Menurut pengetahuan awam masyarakat, dua situs arkeologi itu, Watu Marengke dipercaya sebagai tempat penghormatan kepada leluhur penghulu perang, Empung Totokal.
Sementara, Watu Siouw Kurur dipercaya sebagai tempat dari Empung Siouw Kurur, Leluhur pemberi tanda kematian dan kehidupan (Kumparan.com).
Hal ini karena dalam pemahaman simbol-simbol budaya dalam khasanah arkeologi, tempat-tempat tinggi di puncak bukit, dalam masyarkat masa lampau pada episode megalitik, menandai sebagai masyarakat yang sudah memiliki organisasi kuat dan tradisi pemujaan dan ritual yang kuat. Tempat tinggi bermakna sakral, tempat bersemayamnya roh leluhur, sehingga di tempat ketinggian di puncak bukit, tentu saja pada masa lampau digunakan sebagai tempat pemujaan.

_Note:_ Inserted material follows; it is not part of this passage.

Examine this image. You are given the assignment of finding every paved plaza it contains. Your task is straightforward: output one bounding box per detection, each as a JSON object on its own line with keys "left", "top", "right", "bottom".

Namun, tentu saja dalam era millennial sekarang, pemahaman tentang itu dimaknai sebagai bentuk-bentuk kearifan lokal warisan masa lampau. Pelestarian dimaksudkan sebagai upaya menjaga nilai identitas dan karakter budaya masyarakat masa lampau, tidak dalam konteks pemahaman secara teologis atau secara agama. Namun dalam kacamata arkeologi dan antropologi, agama sebagai bagian dari proses budaya.